(Photo: Steve Bartel)
Brandishing a whip and clad in gold lame pants, mediabistro.com founder Laurel Touby reprised her ringmistress role as she welcomed hundreds of media types to the second annual Mediabistro Circus, which kicked off today at the TimesCenter in New York City. The theme of this year’s media-meets-technology confab, explained Touby, is “Extraordinary Impact: Do More with Less.” The focus of the doing? Data, data, and more data, according to many of the day’s speakers. But don’t count out design.
“Data is king,” said self-promoter extraordinaire Timothy Ferriss, who lives to generate buzz and deduce ways to prolong visitors’ stays on his many websites. “The big idea, the one big bet favored by Madison Avenue, is not only irrational, it’s also expensive.” For Ferriss, author of The 4-Hour Workweek (now in its forty-first printing in the United States, he noted), technology and social media offer ways to constantly analyze, adjust, and re-analyze everything, from how to create a successful blog post (aim for evergreen content, omit dates, people enjoy watching short and ideally incomplete videos about how to peel hard-boiled eggs) to how to sell a book (try for the least crowded-channel: face-to-face communication). Thanks to Google analytics, crowdsourcing, and click patterns, life is one long beta-test.

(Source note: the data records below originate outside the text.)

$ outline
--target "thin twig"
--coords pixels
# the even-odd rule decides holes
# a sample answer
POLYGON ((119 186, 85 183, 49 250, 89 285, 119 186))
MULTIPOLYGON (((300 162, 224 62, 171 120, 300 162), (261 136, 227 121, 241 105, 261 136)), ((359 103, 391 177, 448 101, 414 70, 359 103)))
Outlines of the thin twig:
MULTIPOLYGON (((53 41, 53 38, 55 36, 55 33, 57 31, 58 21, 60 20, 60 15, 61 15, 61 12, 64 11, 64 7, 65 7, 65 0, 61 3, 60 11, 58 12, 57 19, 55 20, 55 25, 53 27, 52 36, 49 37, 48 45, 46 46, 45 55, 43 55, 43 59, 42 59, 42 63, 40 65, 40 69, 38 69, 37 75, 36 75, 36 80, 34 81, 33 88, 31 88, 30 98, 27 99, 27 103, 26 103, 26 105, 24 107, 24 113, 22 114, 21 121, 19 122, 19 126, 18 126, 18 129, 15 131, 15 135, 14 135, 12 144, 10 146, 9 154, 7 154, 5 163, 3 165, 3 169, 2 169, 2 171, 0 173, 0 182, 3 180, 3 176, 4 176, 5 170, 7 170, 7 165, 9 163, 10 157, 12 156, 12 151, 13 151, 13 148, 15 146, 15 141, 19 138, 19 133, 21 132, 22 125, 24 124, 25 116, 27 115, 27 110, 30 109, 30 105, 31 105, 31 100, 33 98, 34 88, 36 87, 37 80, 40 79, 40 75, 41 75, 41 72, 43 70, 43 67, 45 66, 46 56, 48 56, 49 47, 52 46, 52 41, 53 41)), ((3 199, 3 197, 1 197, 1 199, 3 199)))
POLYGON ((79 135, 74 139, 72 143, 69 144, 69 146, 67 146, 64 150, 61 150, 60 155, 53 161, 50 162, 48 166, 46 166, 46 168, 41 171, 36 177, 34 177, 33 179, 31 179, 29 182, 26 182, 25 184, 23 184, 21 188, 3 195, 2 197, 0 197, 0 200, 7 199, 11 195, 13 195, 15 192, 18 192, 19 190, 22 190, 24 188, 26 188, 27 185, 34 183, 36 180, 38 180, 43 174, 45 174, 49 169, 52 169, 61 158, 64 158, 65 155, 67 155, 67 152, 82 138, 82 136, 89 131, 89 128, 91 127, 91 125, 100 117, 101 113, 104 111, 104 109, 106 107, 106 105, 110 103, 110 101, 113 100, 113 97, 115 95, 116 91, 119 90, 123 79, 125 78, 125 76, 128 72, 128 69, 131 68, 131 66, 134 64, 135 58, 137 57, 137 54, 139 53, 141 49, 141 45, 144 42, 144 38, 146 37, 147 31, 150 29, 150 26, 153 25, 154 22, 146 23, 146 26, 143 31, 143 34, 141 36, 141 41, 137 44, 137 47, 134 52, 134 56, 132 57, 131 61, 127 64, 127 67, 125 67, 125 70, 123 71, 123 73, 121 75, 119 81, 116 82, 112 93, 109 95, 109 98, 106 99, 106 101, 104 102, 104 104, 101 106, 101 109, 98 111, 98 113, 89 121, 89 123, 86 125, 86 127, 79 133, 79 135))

Where does this leave publishing? In flux, according to “From Gutenberg to Movable Type,” a panel discussion ably moderated by Dan Costa, executive editor of PCMag.com. Panelist Eileen Gittins, founder and CEO of Blurb, the self-publishing company, is a believer in the power of branding to best communicate with niche markets. “Gone are the days when you have to guess who your audience is,” she said of Blurb’s print-on-demand model, which eliminates warehousing and adds a new agility to publishing. “Books no longer need to be static things, where you print one—kerplunk—and then maybe come back later with a second edition. Books can now be the starting point of communication.”